Bluewater voyaging is more than just a hobby. It is a platform for learning, a physical challenge, psychological challenge, transportation and for some, a spiritual adventure. One thing that it is not, in my judgement, is dangerous. But you need to have the skills and experience to make it safe.
Bluewater sailing may seem to be both one of the most pleasant lifestyles and one of the more lonely activities in the world at the same time. People who sail the open ocean frequently usually learn how to manage their lives better, especially when it comes to relationships and money, since they must. Bluewater cruising presents incredible challenges and potentially serious situations that often need fast, effective solutions which can’t be ignored. The only two options here are life, or loss of life.
Another instructive opportunity is deep sea cruising, which has the full potential to improve your wisdom, attitudes, and skills that can be heard to learn with the various limitations of a classroom. Sailing is one of the most effective tools in honing personal and team skills. Blue water sailing will offer you some of the most superb and liberating experiences, though it still has its individual risks that need you to be extra careful and steer away from if you are not sure of what it involves.

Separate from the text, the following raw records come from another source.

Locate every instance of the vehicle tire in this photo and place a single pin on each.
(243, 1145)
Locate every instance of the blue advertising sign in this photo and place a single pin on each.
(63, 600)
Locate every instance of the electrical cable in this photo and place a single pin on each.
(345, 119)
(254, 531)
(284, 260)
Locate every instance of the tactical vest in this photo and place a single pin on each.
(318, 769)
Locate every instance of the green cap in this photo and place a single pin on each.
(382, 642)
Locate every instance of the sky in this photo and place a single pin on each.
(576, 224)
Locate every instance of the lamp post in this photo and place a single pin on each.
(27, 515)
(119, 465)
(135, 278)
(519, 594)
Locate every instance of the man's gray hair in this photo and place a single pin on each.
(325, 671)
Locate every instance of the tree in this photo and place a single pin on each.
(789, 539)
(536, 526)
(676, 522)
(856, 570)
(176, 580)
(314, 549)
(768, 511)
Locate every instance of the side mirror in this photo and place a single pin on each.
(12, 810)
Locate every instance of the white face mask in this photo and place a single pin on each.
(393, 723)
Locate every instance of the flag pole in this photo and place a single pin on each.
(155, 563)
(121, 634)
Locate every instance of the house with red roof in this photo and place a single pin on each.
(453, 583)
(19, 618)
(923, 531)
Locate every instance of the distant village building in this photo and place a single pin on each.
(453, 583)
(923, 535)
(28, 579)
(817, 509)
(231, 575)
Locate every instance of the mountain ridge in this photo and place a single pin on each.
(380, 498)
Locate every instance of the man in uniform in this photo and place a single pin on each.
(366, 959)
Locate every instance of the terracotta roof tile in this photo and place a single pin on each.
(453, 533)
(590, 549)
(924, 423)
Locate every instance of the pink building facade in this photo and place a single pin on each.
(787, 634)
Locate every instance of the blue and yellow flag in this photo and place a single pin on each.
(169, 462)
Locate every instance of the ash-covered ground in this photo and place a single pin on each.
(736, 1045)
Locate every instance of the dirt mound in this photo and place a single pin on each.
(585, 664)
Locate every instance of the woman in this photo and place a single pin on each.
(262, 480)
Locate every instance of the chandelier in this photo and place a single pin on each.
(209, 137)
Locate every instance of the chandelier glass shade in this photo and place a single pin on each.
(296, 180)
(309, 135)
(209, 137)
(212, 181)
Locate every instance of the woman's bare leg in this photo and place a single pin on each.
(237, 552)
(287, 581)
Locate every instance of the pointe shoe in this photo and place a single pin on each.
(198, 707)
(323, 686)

Sailboats have undergone many design changes since the time they were in use in the Mediterranean region thousands of years ago. As these changes occurred, changes also occurred in the nature of sailors. The different builders of bluewater sailboats have taken into consideration the way boats are sailed today. The design evolution of sailboats has changed tremendously in the last 30 years. A lot of these changes are due to new materials that are both lighter and stronger than anything that has been available before. But, sailboats designed for extended offshore voyages are always a compromise. No one boat has all the characteristics that make the perfect bluewater sailboat.
The vessels specially designed for speed are usually more delicate when compared to those built for strength. However, any sailboat fit to sail in the open ocean needs a knowledgeable, experienced skipper. A common misconception among new or less experienced sailors is that bigger boats buy you safety. In general, that is not the case. Bigger sailboats buy you comfort, not safety. Safety comes from experience. Generally, the seaworthiness of a boat means something quite different on open seas than what it means in protected and coastal waters.
Compromises on the seaworthiness of the yacht does not mean that it is not equal to the circumstances ahead of it. Perhaps the contemporary designer aims for a more seaworthy boat that is successfully able to pull through a 180 degree roll rapidly, without causing severe harm to it. It should be strong enough to hove-to in a gale and withstand steep breaking seas. You’ll also want a proportionally be well balanced and easy to steer sailing vessel. The ocean going sailboat should be able to be handled by one or two people. In addition, she should transport you and your crew with security and comfort, and offer you at least decent average speeds in the 5-7 knots range. Most modern designs have wider beams and flatter bottoms. This has increased speed substantially but can make for a bumpy ride.
My personal preference for offshore sailing are boats in the 30-40 foot range with full length keel and rudder or skeg rudder. I prefer all lines running to the cockpit to minimize exposure to the elements. I prefer and recommend backup systems to your electronics. If you’re going offshore, learn celestial navigation. Pretty much everyone I say that to disagrees with me since GPS is cheap and reliable. But if I have virtually no electrical power due to flooding, knockdowns or any other heavy weather event, I want to be able to find out where I am. I’ve navigated purely by the sun and moon for tens of thousands of bluewater miles. I’ll still sneak a peak at the GPS to see how accurate my fixes are, but thats about it unless I’m in a hurry. Of course when I started, celestial was the only option for offshore sailors. And there was no backup, no computer to run the sight for you or store the H.O. 214 tables – pencil, paper and charts.
The seaworthiness of a maritime yacht ultimately depends on the vibrant behavior it exhibits while underway. The sailboat’s dynamics while underway are actually quite complex. The truth of the matter is that any vessel, large or small could easily be capsized when it comes up again large breaking waves or rouge waves.